Emails from Adidas' running app, Adidas Runtastic, came from a different sender name and address and were mobile-friendly, saying “View Web Version” at the top. And they were “short and to the point for easier mobile consumption,” Iterable notes.

On the other hand, New York Times Cooking sent an entire email devoted to downloading its app, but it arrived 15 days after the Iterable team downloaded the app.

And Saks Fifth Avenue collected the team’s email address on mobile, but used it only to send a welcome email and a cart abandonment email. Then it sent intermittent push notifications.

“While these show a good connection between mobile behavioral data and email campaigns, it also shows a disconnect when incorporating mobile first customers into larger cross-channel campaigns," the study states.

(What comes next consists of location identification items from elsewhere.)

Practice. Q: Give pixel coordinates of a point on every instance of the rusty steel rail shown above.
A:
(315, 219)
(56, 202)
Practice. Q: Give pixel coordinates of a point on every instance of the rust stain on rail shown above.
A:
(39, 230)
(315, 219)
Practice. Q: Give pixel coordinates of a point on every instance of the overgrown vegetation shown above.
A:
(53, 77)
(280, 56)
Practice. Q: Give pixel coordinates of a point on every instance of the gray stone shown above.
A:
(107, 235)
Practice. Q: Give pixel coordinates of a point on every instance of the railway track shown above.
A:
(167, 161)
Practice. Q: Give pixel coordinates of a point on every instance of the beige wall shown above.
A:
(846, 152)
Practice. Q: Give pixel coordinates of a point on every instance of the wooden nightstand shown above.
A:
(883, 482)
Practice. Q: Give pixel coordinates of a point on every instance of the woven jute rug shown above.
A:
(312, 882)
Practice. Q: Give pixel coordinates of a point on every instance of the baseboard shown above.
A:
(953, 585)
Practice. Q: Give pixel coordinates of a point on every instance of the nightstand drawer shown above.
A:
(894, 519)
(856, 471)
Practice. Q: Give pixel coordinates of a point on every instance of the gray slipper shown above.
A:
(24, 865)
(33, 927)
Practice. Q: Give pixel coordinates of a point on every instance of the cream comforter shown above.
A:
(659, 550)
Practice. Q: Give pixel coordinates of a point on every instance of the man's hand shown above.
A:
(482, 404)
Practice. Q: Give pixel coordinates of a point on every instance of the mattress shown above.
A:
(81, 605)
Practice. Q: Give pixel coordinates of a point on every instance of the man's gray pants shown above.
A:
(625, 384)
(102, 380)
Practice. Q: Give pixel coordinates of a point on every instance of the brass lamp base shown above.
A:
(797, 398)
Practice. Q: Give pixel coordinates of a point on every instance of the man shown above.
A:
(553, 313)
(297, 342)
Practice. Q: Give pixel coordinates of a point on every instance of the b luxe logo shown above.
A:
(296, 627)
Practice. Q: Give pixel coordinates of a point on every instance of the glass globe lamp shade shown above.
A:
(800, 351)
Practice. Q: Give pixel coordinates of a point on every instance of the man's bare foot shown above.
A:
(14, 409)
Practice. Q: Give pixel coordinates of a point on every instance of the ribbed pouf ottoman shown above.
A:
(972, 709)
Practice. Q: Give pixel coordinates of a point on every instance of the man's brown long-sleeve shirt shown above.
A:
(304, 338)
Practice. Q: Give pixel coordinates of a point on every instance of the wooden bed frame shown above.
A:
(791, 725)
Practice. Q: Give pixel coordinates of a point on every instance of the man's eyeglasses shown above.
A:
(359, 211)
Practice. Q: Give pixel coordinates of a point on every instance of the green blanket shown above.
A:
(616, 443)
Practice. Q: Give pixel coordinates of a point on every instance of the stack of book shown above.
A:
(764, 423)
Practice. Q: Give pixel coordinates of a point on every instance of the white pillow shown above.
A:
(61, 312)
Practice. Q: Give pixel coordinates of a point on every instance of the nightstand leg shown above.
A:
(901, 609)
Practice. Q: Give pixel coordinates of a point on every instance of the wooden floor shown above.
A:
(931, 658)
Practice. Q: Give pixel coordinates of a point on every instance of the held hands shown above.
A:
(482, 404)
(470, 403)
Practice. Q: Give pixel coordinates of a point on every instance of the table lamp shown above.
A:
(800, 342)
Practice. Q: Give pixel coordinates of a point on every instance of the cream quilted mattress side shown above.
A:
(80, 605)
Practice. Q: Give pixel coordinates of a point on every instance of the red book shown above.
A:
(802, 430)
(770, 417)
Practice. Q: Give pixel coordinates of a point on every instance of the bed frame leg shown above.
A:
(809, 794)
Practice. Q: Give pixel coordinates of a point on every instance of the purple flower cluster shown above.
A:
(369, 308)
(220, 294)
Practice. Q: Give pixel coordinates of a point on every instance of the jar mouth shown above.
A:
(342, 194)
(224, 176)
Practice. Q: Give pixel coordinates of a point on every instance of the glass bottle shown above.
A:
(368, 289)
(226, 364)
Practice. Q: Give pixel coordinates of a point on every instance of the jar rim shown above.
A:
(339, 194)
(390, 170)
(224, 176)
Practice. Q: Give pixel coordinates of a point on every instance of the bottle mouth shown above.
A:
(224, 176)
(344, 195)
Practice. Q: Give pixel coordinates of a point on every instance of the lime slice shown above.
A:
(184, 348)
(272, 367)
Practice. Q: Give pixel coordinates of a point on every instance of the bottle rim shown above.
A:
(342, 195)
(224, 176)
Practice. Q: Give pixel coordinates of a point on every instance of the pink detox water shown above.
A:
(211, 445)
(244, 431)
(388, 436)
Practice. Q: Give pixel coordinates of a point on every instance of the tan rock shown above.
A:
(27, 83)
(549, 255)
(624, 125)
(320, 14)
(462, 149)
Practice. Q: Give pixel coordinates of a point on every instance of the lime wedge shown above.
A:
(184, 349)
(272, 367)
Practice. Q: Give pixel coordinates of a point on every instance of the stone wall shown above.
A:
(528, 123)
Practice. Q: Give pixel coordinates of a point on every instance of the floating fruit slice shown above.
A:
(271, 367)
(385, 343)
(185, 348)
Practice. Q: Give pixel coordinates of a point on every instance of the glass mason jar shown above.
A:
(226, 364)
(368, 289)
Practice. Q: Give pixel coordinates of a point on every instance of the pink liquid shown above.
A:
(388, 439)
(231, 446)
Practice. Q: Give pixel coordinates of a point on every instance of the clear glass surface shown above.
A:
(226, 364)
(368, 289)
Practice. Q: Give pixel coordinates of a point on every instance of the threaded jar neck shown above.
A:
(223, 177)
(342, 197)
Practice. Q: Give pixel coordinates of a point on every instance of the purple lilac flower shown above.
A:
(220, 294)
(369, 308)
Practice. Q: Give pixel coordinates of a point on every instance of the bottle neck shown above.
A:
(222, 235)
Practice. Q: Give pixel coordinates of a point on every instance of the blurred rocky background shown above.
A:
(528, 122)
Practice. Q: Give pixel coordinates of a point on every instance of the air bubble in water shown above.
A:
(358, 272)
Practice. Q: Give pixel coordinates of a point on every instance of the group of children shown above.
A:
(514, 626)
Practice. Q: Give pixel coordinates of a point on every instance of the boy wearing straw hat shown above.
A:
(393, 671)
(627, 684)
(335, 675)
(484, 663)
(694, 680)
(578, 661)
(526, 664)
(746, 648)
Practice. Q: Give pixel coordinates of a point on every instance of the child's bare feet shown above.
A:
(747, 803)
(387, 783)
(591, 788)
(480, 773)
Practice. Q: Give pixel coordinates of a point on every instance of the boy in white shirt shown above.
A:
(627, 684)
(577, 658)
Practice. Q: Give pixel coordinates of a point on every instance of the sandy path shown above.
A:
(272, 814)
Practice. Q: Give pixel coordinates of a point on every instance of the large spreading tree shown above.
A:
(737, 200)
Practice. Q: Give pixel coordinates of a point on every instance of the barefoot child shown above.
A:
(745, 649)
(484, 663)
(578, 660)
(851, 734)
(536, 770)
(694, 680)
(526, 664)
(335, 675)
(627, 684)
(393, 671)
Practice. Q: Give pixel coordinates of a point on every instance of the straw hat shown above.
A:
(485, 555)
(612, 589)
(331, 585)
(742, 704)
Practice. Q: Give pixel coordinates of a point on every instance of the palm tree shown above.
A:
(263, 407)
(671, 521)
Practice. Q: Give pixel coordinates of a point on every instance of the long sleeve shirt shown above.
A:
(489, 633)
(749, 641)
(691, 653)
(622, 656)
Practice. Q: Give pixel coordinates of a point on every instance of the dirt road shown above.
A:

The solution — apparently — is to send SMS.

Iterable claims that SMS engagement is between six and eight times higher than email. Moreover, 50% prefer SMS updates over email, and 56% choose SMS over phone interactions.

Resy used SMS for their booking confirmations, whereas other restaurants sent email-only confirmation messages.

Curology “eliminated data silos between email and SMS and sent personalized daily SMS reminders to members to apply their treatments.”

The most popular channel is push. Of the 30 brands in the study, 70% sent at least one push notification with an average of 8.4 push messages sent over the three-week period.